South Korean President Park Geun-hye on Monday likened the actions of the captain and some crew members of the sunken ferry Sewol to murder, as police made more arrests and divers continued searching the submerged vessel.
The captain of the South Korean ship, Lee Joon-seok, is already facing a series of criminal charges for his role in last week's sinking, in which at least 64 people have died and 238 others remain missing. Many of them are students and teachers on a field trip from a high school near Seoul.
"The actions of the captain and some of the crew are absolutely unacceptable, unforgivable actions that are akin to murder," Park said Monday in comments released by her office. She said she and other South Koreans were filled with "rage and horror."
Her strong words come after more details emerged over the weekend about the chaos and confusion aboard the doomed ferry as the disaster unfolded in the cold waters of the Yellow Sea off South Korea's southwest coast.
A radio transcript released by authorities suggested that passengers on the ship couldn't reach lifeboats to escape because the ship tilted so quickly that it left many of them unable to move.
As the search goes on, the actions of the captain and crew remain under scrutiny.
The captain was not in the steering room when the accident took place, according to police and his own account.
He said he plotted the ship's course, and then went to his cabin briefly "to tend to something." It was then, the captain said, that the accident happened.
A crew member, described as the third mate and identified only as Park, appeared in handcuffs with Capt. Lee at the weekend.
The third mate said she did not make a sharp turn, but "the steering turned much more than usual."
The captain and the third mate both apologized to the bereaved families.
Park is facing charges including negligence and causing injuries leading to deaths, authorities said.

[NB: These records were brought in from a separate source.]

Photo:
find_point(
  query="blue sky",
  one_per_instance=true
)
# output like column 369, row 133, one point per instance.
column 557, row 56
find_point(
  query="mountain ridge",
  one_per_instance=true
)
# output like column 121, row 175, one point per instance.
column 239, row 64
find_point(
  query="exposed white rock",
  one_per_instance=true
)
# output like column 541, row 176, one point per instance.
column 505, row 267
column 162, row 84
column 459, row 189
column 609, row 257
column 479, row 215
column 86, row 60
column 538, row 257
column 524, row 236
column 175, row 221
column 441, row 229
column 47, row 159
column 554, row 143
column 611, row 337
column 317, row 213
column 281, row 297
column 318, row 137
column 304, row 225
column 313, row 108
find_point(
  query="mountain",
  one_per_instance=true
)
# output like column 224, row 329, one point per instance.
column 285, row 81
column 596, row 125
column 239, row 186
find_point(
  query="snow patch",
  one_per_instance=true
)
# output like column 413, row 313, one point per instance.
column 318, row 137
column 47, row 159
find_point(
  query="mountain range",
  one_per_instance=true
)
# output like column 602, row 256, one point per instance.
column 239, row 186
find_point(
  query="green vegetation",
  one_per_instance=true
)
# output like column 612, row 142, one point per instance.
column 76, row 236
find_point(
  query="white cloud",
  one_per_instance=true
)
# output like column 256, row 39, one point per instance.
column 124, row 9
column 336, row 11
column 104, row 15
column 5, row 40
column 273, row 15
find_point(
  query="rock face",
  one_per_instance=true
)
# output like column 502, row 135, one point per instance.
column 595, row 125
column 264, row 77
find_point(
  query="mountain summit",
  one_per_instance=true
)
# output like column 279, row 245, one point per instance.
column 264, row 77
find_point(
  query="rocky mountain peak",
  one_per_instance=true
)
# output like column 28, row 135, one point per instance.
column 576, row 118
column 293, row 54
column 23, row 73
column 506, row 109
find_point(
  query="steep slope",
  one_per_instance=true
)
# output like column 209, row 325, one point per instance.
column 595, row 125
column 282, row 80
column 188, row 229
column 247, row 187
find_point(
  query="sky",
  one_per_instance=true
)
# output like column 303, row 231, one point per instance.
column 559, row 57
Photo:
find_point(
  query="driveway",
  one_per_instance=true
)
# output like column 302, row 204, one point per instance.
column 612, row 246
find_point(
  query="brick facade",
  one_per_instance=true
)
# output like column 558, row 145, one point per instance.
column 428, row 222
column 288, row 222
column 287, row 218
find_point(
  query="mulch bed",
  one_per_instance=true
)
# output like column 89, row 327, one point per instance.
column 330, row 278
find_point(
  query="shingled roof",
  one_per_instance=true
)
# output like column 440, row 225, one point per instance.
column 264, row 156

A technician with the surname Cho is also facing the same charges, they said.
The captain was one those rescued soon after the Sewol began to sink, violating an "internationally recognized rule that a captain must stay on the vessel," maritime law attorney Jack Hickey said.
"Pretty much every law, rule, regulation and standard throughout the world says that yes, the captain must stay with the ship until all personnel are safely off of the ship, certainly passengers."